用于治疗 COVID-19 相关压力损伤抗性感染的噬菌体疗法喷雾贴剂的临床前样品的理化特性

• 批准号: 555079-2020
• 负责人: Yahia, LHocine
• 金额: $ 3.64万
• 依托单位: École Polytechnique de Montréal
• 依托单位国家: 加拿大
• 项目类别: Alliance Grants
• 财政年份: 2020
• 资助国家: 加拿大
• 起止时间: 2020-01-01 至 2021-12-31
• 项目状态: 已结题
• 来源: https://www.nserc-crsng.gc.ca/ase-oro/Details-Detailles_eng.asp?id=705805
• 关键词: Physicochemical; characterization; pre; clinical; samples

The cororonavirus pandemic has brought pressure injuries into sharp focus. The incidence of pressure injuries has dramatically risen amongst patients and health professionals alike. This is due by the global increase in ICU admissions, considerable rise in the need of mechanical ventilation, increased use of prone positioning to treat acute respiratory distress syndrome, and sharp increase in the use of personal protective equipment and medical devices. Pressure injuries susceptible to opportunistic multi-drug resistant infections (MDR) can result in delayed treatment, septicemia, osteomyelitis, amputation, and death. Failure and reduced efficacy of antibiotic treatment are frequently reported for MDR strains for infections located in areas of limited vascularization in COVID-19 patients.
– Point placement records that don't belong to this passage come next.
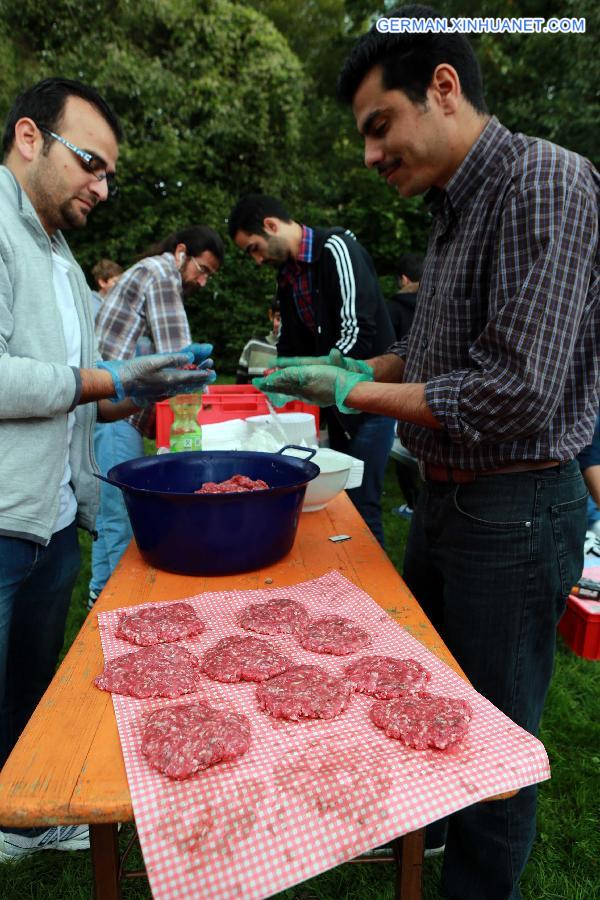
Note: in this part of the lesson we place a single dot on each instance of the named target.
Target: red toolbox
(222, 402)
(580, 627)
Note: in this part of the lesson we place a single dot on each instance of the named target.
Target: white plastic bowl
(333, 478)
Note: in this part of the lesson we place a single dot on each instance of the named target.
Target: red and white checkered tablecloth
(306, 796)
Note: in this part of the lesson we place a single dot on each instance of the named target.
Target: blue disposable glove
(148, 379)
(335, 358)
(321, 385)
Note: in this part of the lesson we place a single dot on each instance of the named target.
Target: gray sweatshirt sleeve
(31, 387)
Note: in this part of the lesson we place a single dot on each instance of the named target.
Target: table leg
(104, 844)
(408, 851)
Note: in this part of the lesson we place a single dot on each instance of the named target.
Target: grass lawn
(564, 864)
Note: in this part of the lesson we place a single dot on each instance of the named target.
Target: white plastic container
(299, 428)
(335, 473)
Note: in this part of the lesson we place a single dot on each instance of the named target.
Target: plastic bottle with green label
(186, 431)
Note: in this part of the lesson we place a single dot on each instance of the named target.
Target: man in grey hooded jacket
(60, 148)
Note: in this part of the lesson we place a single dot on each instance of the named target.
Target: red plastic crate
(580, 627)
(224, 402)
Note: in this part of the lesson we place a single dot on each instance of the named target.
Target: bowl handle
(310, 450)
(124, 487)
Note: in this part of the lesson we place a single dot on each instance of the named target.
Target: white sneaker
(59, 837)
(591, 543)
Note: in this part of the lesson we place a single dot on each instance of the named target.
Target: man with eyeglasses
(144, 313)
(60, 149)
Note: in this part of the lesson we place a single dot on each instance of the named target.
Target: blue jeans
(36, 583)
(491, 563)
(114, 442)
(371, 443)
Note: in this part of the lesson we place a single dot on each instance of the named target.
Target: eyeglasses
(202, 269)
(92, 164)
An alternative or supplement to antibiotic therapy is the use of bacteriophages to target bacterial infections. Administration of phages in humans requires an appropriate delivery system. The production of stable, non-toxic spray under physiological conditions constitutes a novel approach for the safe translation of bacteriophages to the clinic. To this end we encapsulated the bacteriophage cocktail in amino acid-based biodegradable polymers for a prolonged delivery of phages at the site of injury. A pre-IND meeting was held with the FDA in 2020 to establish a comprehensive CMC and clinical program for Phagelux product PL-03-BM. In this collaborative research project, we aim to characterize engineering and preclinical batches of microencapsulated phages in order to clarify issues related to CMC and further the overall drug development program PL-03-BM for the treatment and prevention of pressure ulcer wound infections.
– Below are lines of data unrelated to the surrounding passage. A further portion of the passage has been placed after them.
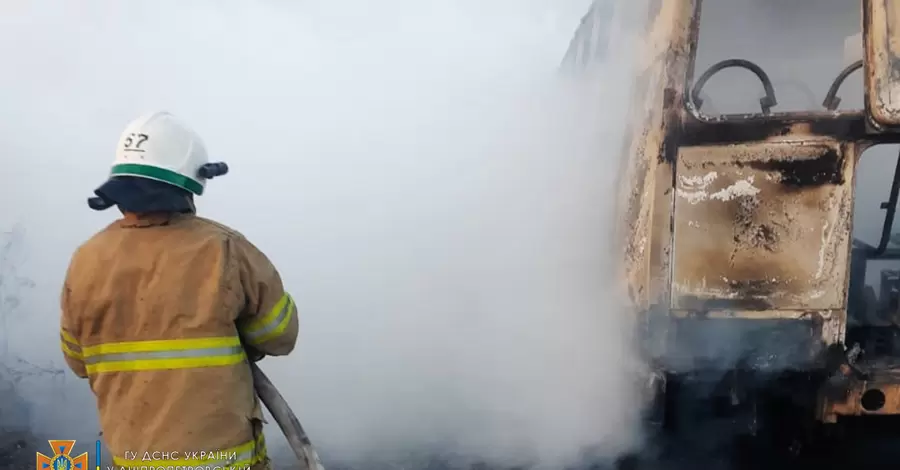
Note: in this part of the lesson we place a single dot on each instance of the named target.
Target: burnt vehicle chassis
(739, 260)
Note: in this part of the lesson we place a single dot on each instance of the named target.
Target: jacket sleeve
(68, 334)
(268, 323)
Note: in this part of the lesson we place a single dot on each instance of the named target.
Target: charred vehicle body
(740, 254)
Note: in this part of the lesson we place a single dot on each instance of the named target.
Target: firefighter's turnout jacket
(156, 313)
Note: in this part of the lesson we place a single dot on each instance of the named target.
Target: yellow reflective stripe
(245, 455)
(163, 354)
(70, 345)
(272, 324)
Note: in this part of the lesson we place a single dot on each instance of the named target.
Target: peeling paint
(696, 192)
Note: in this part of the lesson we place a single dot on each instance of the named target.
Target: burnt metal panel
(763, 226)
(881, 23)
(646, 199)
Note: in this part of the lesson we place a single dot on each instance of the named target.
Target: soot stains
(827, 169)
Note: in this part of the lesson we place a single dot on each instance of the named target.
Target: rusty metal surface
(881, 22)
(861, 396)
(645, 183)
(762, 226)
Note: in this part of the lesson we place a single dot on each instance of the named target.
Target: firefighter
(162, 310)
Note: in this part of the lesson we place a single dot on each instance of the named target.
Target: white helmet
(159, 147)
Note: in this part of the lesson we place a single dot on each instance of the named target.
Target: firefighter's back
(156, 299)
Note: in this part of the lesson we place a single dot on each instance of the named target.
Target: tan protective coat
(174, 277)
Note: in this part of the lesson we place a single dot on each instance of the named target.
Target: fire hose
(286, 419)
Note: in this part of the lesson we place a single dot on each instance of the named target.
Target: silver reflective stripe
(170, 354)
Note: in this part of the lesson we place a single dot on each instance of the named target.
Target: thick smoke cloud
(437, 202)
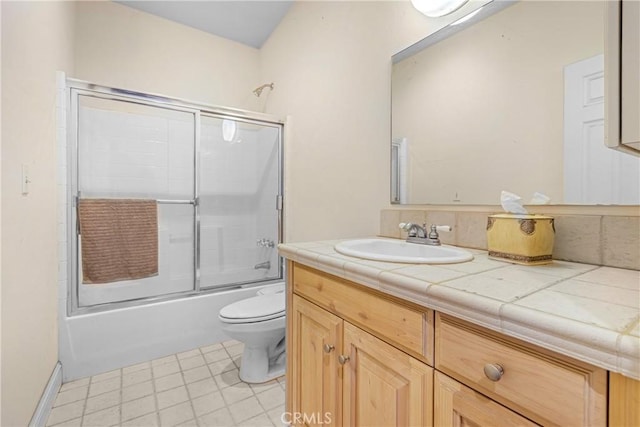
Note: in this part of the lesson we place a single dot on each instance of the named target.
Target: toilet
(259, 323)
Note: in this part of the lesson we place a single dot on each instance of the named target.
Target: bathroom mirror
(512, 102)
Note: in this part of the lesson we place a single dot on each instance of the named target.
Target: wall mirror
(513, 101)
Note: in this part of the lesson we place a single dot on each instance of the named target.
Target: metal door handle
(328, 348)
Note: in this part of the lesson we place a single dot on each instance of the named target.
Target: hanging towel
(119, 239)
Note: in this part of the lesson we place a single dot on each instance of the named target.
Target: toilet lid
(261, 307)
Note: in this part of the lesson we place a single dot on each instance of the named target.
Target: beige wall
(37, 40)
(466, 131)
(122, 47)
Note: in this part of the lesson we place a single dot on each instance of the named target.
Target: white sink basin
(401, 251)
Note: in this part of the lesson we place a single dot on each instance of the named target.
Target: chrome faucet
(418, 234)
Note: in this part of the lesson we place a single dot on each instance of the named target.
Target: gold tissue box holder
(522, 239)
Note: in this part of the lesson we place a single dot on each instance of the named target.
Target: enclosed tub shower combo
(172, 211)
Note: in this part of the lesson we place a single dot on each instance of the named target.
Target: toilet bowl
(259, 323)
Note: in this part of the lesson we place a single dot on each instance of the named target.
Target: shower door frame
(76, 88)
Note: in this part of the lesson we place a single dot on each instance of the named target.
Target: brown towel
(119, 239)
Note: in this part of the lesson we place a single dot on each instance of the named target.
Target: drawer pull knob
(493, 371)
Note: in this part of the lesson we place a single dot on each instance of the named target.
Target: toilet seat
(254, 309)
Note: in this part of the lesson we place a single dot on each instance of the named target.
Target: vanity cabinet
(341, 374)
(357, 356)
(456, 405)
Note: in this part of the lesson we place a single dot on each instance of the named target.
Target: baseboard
(43, 409)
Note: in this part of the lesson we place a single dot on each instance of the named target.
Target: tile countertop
(584, 311)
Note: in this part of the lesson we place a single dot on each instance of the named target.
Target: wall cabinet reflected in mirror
(513, 102)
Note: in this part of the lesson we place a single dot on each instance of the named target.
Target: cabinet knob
(493, 371)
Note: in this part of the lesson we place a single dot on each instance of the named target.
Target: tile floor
(200, 387)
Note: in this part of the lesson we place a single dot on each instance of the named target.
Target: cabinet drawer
(549, 389)
(380, 314)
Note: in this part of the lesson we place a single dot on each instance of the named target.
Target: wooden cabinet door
(459, 406)
(316, 335)
(383, 386)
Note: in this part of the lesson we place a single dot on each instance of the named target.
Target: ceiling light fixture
(437, 8)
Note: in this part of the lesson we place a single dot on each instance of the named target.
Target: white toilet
(259, 323)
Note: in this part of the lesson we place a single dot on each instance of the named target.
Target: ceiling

冠状病毒大流行使压力性损伤成为人们关注的焦点。患者和卫生专业人员中压力性损伤的发生率急剧上升。这是由于全球 ICU 入院人数增加、机械通气需求大幅增加、俯卧位治疗急性呼吸窘迫综合征的使用增加以及个人防护设备和医疗器械的使用急剧增加。 易受机会性多重耐药感染 (MDR) 影响的压力性损伤可导致治疗延误、败血症、骨髓炎、截肢和死亡。经常有报道称，对于位于 COVID-19 患者血管化受限区域的感染的 MDR 菌株，抗生素治疗失败或疗效降低。 抗生素疗法的替代或补充是使用噬菌体来针对细菌感染。噬菌体在人体中的施用需要适当的递送系统。 在生理条件下生产稳定、无毒的喷雾构成了将噬菌体安全应用于临床的新方法。为此，我们将噬菌体混合物封装在基于氨基酸的可生物降解聚合物中，以延长噬菌体在损伤部位的递送时间。 2020年与 FDA 举行了 IND 前会议，为 Phagelux 产品 PL-03-BM 建立全面的 CMC 和临床计划。在这个合作研究项目中，我们的目标是表征微胶囊化噬菌体的工程和临床前批次，以澄清与 CMC 相关的问题，并进一步推进用于治疗和预防压疮伤口感染的整体药物开发计划 PL-03-BM。